From 1975 to 1979, a communist group known as the Khmer Rouge controlled Cambodia, enacting radical social, economic, and cultural reforms throughout the country. In the group’s pursuit of an agrarian utopia, they expelled entire urban populations and moved them to remote rural provinces where they worked in labor camps. The Khmer Rouge purported that the citizens of this new, classless system would work the land together and live off of it, equally. In the propagation of their doctrine, they sought to re-educate the public on the party’s values and to root out all dissent by punishing alleged loyalists of the former regime. As their paranoia intensified, the Khmer Rouge grew rampantly murderous, targeting intellectuals, capitalists, foreigners, ethnic minorities, and artists. As a result of their totalitarian reign, an estimated 2.5 million people died of execution, starvation, and disease. Those who survived, like Pia’s mother, fled to refugee camps in Thailand—few with families left intact, some alone, all shaped forever by a deeply formative past.

My mother is a survivor of the Cambodian genocide.

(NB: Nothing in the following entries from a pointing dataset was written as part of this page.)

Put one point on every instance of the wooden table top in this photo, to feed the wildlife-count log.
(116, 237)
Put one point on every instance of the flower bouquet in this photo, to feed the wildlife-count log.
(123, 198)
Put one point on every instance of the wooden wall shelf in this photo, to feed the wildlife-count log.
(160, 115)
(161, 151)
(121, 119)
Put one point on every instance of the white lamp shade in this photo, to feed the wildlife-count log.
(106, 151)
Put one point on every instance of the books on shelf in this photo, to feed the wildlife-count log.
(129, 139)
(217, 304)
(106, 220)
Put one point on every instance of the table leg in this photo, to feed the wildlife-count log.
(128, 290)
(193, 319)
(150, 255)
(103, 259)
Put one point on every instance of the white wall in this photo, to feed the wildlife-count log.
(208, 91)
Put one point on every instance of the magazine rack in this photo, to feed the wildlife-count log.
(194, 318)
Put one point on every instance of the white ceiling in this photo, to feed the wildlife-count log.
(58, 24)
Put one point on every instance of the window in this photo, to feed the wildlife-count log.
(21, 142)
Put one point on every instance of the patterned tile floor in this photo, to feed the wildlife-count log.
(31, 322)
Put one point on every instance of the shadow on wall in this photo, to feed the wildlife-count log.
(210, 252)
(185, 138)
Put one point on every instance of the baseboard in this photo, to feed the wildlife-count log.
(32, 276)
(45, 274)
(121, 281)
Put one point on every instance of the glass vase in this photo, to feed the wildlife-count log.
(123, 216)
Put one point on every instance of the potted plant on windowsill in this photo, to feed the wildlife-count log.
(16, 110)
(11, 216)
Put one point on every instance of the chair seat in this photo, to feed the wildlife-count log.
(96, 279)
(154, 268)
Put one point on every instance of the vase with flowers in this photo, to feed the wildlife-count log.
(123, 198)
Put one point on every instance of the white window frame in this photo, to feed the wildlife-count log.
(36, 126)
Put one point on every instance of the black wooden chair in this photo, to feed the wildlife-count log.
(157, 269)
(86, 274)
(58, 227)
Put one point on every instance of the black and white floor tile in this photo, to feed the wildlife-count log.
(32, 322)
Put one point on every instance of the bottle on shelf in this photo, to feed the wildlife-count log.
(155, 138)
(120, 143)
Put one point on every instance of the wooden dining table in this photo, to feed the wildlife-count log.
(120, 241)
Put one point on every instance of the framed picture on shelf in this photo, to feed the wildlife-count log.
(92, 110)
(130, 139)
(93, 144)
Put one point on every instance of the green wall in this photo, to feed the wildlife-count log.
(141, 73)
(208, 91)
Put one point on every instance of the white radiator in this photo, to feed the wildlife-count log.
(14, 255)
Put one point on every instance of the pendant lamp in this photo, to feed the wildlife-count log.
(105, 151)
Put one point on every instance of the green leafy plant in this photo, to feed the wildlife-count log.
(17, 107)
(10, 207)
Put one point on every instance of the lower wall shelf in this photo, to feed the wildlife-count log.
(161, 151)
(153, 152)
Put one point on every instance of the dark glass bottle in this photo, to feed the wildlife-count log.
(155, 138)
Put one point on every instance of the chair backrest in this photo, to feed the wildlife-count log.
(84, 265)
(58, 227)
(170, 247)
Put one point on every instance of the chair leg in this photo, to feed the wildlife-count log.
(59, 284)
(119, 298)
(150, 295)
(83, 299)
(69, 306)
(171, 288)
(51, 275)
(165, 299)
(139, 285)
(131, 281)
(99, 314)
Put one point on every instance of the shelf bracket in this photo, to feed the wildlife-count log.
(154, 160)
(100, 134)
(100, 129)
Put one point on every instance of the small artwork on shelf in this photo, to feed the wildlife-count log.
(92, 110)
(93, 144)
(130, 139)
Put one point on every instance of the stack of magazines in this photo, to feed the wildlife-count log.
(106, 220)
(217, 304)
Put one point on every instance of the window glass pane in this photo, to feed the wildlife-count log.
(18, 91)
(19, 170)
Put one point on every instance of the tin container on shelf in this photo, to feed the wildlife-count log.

She evades questions still today about the losses she suffered. When I was a child, she would prepare dishes for our ancestors during the Cambodian New Year as a ritual expression of holding their hunger in the family’s memory. We’d patiently wait for our ancestors to eat first before lifting our forks. I’d crouch on the floor before a festive table presented with ample platters of roasted duck, oily noodles, pickled greens, and sour soup, while clasping sticks of champak incense in silent prayer, sending blessings of peace and comfort to them. My eyes would study the empty chairs, and I imagined I could draw into the seats my ancestors’ silhouettes with the rising, sweet smoke that escaped my hot fingers. I wondered if they could see me too—see us, the living, and how we struggled. I’d blush from the guilt of divining their tired eyes on me.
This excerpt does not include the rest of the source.